The Bench further olbserved that-
Even without taking recourse to the powers conferred on him under Section 517, the Magistrate has inherent powers to pass similar orders as regards delivery of property under attachment after cancellation of proceedings under Section 145(5).
6. The Division Bench thus pointed out that the Magistrate has always power to give direction regarding the property attached by him in the proceedings under Section 145 of the Criminal Procedure Code even if they are dropped. There is no reason, therefore, to hold that the Magistrate will have no such powers even on the final culmination of the proceedings under Section 145 of the Criminal Procedure Code by a higher court and give directions for the disposal of the attached property in accordance with the decision of the higher court.
7. In the case of Parag Parshad v. Mr. Ram Dulari AIR 1943 Oudh 229 : 44 Cri LJ 459 in somewhat similar circumstances as prevail in the instant case where the order of the Magistrate for delivery of possession in favour of one party was set aside in revision by the High Court and the other party was . found to be entitled to possession though the order of the Magistrate had been carried out and the successful party before the Magistrate had inducted a tenant, a learned single Judge held that the possession of the property should be delivered to the successful party in revision without any interference or obstruction from the unsuccessful party or from the tenant.

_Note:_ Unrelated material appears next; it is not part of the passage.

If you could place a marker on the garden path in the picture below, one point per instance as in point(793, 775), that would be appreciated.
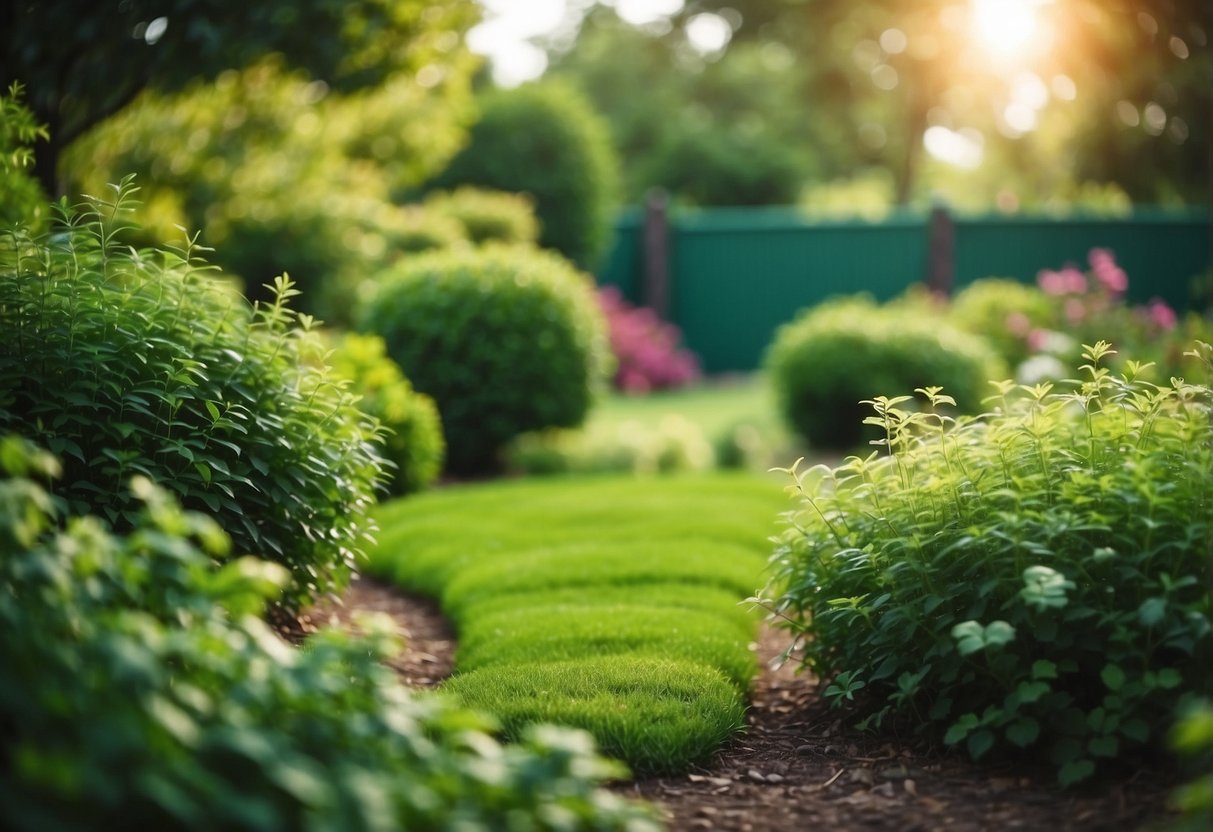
point(797, 768)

8. It was also urged on behalf of the opposite parties relying upon a Division Bench decision in the case of Hosnaki v. State : AIR1956All81 that the object behind the provisions of Section 145 Cr, P.C. is merely to prevent a breach of the peace by maintaining one party to the dispute in possession and forbidding the other on pain of a penalty to interfere with it. The order that a Magistrate passes under Section 145 of the Criminal Procedure Code are merely 'police orders' not affecting any civil right and title in regard to a disputed property. Hence when a superior court in revision passes any order reversing the order of the Magistrate, a duty is cast on the Magistrate to again pass 'police order' in conformity with the order of the superior court and since the Magistrate will be exercising only a 'police power' no question for consideration of doctrine of restitution. or custodia leges applicable to the exercise of civil jurisdiction would arise. We think there is much tenability in this submission.
9. Learned Counsel for the applicants drew our attention to a decision of Full Bench of this Court in the case of Syed Ajaz v. Mohammad Rafiq : AIR1974All178 in support of his contention that a Magistrate while exercising jurisdiction under Section 145 of the Criminal Procedure Code is not a court of general jurisdiction hence it has no inherent power to order restitution on the analogy of Section 151, C.P. Code or Section 561-A of Cr. P, C. and unless there was an express statutory provision to that effect in the Criminal Procedure Code the Magistrate cannot order restitution ex debito justitiae. We do not think the learned Counsel can derive any assistance from the ratio of decision of the Full Bench cited above. In that case the decision turned on the specific provision of Sections 7, 7-A, 7-F and Rule 6 of the U.P. Rent Control and Eviction Act, 1947-There the District Magistrate or the Rent Control and Eviction Officer was not held to be a court but an authority or Tribunal of limited jurisdiction and not 'being a court had no inherent power.
10. The result is that we do not find any merit in the contentions raised on behalf of the applicants and dismiss this petition.